Distressed healthcare businesses often face significant medical malpractice liability. If the provider has filed for bankruptcy, the automatic stay must be lifted to proceed with any pending litigation. Oftentimes providers are willing to consent to a lift of the stay if the plaintiff agrees to limit recovery to the hospital’s insurance policy limits. An important consideration for any investor is whether the healthcare provider has third-party insurance or is self-insured. If the healthcare business is self-insured, investors should take the potential risk into consideration when valuing the transaction.
While the Bankruptcy Code will treat medical malpractice claims as general unsecured claims, the stigma surrounding tort liability oftentimes requires healthcare providers to analyze alternative means to address such liabilities. Investors need to be mindful not only of the hospital’s direct liabilities but also those of physicians and medical staff that they have indemnified. The stay does not automatically extend to the physicians and medical staff and therefore the lifeblood of the healthcare provider may be exposed to significant liability they expect the hospital to backstop. Furthermore, the public perception of medical malpractice claimants failing to have some form of recourse has led to trusts being created for the benefit of claimants, the contribution of insurance policy proceeds and the commitment by investors to ensure that those former patients that have been harmed received some remuneration. One technique used is to create a fund into which medical staff contributes money (or recoveries on account of their claims against the provider-debtor in bankruptcy) and “channel” plaintiff claims against the non-debtor medical staff into this dedicated fund in exchange for a release of claims against the medical staff. These types of solutions and the cost commitment surrounding them should be weighed in connection with any financial restructuring.

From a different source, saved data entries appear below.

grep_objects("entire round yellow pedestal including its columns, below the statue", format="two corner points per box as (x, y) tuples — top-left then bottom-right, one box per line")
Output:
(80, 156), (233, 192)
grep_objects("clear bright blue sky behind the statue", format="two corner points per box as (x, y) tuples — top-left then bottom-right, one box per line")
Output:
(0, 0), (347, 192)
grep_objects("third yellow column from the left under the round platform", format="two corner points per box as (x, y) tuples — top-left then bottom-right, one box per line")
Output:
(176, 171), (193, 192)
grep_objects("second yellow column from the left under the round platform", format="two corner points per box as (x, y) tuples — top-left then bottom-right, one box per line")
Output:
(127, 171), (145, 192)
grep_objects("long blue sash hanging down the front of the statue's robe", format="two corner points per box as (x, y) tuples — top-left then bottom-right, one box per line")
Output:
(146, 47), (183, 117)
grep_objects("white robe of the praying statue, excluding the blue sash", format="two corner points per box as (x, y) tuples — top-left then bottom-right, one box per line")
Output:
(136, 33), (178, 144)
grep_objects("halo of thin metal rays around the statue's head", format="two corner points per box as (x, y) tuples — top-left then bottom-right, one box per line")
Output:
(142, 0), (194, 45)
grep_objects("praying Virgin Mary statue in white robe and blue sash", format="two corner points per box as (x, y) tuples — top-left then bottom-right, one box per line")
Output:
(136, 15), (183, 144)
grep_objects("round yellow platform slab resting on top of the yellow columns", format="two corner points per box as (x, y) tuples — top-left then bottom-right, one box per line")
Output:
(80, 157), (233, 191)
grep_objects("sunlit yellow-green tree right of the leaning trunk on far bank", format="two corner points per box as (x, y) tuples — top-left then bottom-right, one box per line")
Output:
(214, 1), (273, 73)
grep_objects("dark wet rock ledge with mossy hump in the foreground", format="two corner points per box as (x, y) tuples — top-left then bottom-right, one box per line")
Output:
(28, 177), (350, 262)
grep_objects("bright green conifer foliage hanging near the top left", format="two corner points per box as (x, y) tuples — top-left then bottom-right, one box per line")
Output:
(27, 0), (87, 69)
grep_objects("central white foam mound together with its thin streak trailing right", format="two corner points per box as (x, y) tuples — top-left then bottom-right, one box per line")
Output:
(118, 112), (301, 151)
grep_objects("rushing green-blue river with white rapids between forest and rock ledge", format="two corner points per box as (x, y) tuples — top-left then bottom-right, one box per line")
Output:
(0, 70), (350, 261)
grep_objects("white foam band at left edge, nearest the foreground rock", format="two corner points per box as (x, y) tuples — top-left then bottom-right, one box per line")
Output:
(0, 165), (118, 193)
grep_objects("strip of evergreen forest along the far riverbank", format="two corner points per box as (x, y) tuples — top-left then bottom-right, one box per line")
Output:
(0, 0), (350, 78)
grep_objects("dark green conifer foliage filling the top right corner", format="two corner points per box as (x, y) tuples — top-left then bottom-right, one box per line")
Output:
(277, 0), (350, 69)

Changes in the healthcare industry in recent years coupled with uncertainty surrounding the Affordable Care Act have placed the healthcare industry on a critical watch list. Some of the underlying changes are a result of policy but many are on account of changes in the delivery of healthcare. The transition to bundled payments and large hospital footprint have left some healthcare providers (and communities) with hundreds of empty hospital beds. Although the growing number of urgent care centers and implementation of EMR/EHR systems increase overall efficiency at hospitals, it is doubtful this is enough to curb the downhill trajectory of many healthcare systems. In the face of this changing landscape, healthcare providers and potential investors must be attuned to legal and operational considerations unique to the healthcare sector.